为防止交叉污染，需更换手套并对设备进行消毒。

记录GPS位点、水温、pH值等环境数据。

2.过滤与保存：

水样通常在现场或返回营地后立即用一次性过滤器进行过滤（常用孔径为0.22 - 1.0 μm），以捕获水中的DNA碎片。
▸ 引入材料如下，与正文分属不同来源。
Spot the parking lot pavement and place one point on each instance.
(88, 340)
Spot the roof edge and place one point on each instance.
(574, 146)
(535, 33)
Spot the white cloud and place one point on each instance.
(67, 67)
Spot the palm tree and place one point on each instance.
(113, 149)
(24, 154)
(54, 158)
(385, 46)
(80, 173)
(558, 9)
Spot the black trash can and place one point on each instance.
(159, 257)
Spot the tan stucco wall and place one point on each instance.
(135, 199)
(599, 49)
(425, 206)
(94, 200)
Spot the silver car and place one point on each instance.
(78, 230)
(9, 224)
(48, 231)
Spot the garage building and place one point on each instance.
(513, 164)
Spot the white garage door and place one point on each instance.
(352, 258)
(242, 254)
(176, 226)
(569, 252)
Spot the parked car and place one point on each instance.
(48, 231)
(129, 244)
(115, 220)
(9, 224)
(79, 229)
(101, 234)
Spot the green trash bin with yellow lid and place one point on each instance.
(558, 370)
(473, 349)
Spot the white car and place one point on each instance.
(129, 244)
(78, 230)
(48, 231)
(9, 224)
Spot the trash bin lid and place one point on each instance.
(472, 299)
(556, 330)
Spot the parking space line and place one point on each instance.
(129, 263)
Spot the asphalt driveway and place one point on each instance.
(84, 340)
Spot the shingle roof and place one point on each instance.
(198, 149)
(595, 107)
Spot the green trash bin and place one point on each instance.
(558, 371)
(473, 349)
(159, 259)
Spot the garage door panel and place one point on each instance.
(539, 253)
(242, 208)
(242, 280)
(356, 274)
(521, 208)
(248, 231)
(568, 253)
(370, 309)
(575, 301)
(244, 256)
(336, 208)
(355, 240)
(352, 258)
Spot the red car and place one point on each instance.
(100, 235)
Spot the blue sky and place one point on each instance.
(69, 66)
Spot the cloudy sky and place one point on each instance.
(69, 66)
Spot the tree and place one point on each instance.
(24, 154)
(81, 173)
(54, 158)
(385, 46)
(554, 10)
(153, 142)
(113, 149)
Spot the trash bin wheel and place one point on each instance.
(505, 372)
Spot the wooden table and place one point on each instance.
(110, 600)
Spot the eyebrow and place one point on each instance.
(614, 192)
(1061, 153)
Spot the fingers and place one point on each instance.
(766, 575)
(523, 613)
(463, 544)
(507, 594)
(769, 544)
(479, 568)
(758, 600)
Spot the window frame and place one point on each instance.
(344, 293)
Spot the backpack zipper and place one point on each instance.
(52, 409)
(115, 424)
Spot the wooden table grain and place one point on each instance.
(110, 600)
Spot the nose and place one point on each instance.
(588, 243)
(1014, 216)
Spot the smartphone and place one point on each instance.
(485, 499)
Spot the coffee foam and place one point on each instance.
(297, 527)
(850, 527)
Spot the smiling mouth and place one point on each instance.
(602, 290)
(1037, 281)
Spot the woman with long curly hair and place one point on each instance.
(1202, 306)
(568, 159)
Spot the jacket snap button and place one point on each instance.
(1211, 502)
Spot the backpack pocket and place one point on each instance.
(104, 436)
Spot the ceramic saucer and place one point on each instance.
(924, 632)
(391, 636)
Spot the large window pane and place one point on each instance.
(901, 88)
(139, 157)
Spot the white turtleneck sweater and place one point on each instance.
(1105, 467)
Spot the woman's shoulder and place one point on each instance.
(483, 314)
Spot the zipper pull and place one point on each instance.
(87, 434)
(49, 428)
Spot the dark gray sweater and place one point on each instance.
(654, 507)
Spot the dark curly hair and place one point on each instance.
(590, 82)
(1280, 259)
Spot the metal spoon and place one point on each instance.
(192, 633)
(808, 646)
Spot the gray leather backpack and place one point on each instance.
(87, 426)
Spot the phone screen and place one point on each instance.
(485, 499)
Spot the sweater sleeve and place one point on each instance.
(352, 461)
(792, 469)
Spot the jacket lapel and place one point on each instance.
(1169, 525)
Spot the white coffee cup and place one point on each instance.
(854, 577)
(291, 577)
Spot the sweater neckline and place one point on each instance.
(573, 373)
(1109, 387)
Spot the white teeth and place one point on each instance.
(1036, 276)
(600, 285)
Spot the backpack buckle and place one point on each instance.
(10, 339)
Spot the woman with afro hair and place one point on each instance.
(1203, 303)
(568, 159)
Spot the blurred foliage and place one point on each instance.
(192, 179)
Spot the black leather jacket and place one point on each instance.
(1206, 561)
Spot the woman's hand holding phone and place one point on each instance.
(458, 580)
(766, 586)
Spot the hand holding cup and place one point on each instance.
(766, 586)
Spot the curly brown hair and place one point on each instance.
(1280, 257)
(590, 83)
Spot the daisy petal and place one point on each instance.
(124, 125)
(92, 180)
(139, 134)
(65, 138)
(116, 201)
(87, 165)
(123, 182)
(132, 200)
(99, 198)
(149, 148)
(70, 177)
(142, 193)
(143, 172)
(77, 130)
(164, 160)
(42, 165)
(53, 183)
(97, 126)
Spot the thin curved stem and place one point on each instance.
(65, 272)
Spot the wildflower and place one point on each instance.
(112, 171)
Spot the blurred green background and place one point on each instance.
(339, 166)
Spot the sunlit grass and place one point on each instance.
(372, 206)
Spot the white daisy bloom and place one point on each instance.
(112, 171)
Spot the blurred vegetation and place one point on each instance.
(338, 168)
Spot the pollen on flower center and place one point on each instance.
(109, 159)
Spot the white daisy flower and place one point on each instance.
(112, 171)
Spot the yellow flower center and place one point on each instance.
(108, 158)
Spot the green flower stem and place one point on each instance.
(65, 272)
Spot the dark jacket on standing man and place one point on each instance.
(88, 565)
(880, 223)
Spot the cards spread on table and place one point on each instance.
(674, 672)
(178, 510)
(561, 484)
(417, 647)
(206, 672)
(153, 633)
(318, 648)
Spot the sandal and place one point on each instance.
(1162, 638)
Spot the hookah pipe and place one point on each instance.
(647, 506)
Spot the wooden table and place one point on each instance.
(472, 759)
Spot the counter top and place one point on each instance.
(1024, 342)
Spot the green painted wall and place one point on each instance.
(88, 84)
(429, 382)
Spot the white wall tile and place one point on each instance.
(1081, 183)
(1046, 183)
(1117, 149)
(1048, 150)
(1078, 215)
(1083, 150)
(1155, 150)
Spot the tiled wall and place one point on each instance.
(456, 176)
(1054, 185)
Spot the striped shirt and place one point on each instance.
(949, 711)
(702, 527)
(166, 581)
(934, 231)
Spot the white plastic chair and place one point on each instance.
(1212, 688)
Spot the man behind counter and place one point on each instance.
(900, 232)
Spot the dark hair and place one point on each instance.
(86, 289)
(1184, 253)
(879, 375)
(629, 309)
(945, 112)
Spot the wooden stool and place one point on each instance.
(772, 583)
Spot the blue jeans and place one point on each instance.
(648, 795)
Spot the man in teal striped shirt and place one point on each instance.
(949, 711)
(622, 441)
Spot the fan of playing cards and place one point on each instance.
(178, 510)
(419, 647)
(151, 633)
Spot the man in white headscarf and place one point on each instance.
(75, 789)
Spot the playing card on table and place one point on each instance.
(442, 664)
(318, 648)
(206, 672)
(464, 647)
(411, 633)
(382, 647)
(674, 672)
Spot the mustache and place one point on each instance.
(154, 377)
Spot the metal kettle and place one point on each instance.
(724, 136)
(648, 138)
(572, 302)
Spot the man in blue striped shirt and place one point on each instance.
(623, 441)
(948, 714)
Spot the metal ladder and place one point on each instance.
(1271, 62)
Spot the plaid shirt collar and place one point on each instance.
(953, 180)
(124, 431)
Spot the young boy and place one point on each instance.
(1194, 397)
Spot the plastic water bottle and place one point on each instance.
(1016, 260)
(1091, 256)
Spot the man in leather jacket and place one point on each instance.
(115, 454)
将滤膜放入无菌管中，并加入保存液（如无水乙醇等）或低温保存，以防止DNA降解。

3.实验室分析：

1）DNA提取：从滤膜上提取总eDNA。

2）扩增与检测：

①qPCR（定量PCR）：用于检测特定目标物种。该方法非常灵敏，甚至可以提供DNA浓度的半定量数据，与物种的生物量或密度有一定相关性。

②宏条形码（Metabarcoding）：使用通用引物扩增所有两栖动物的DNA片段，然后通过高通量测序进行鉴定。这种方法可以同时检测一个水样中存在的多个物种，实现生物多样性普查。

4.数据分析与报告：

将获得的DNA序列与数据库（如GenBank, BOLD）中的参考序列进行比对，以确认物种身份。

生成存在/缺失名单或相对DNA丰度报告。

四、 应用场景与实例

濒危物种监测：例如，在美国成功地用于监测濒危的加州虎纹蝾螈；在中国，可用于监测大鲵（娃娃鱼）、峨眉髭蟾等珍稀濒危物种的分布。

入侵物种早期预警：快速检测入侵性两栖动物（如美洲牛蛙）是否出现在新的水域，以便及时采取管理措施。

生物多样性普查与评估：快速评估特定区域（如自然保护区、湿地公园）内的两栖动物物种丰富度，为生态评价和保护规划提供数据支持。

疾病检测：eDNA技术还可以用于检测水体中两栖类的病原体，如壶菌（Batrachochytrium dendrobatidis, Bd），这种真菌已导致全球多地两栖动物种群衰退和灭绝。

五、 挑战与局限性

DNA降解与扩散：水流、水温、紫外线、pH值等因素都会影响DNA的持久性和扩散距离，可能无法精确定位动物的具体位置。

假阴性风险：如果DNA浓度低于检测限，或采样点选择不当，可能导致未能检测到实际存在的物种。

假阳性风险：主要来自样本间的交叉污染或实验室污染，需要极其严格的实验流程控制。

数据库不完善：对于某些地区或稀有物种，参考DNA序列数据库可能不完整，导致无法准确鉴定。

成本与专业要求：虽然野外成本低，但实验室的分子生物学设备和试剂成本较高，且需要专业的分子生态学团队进行操作和分析。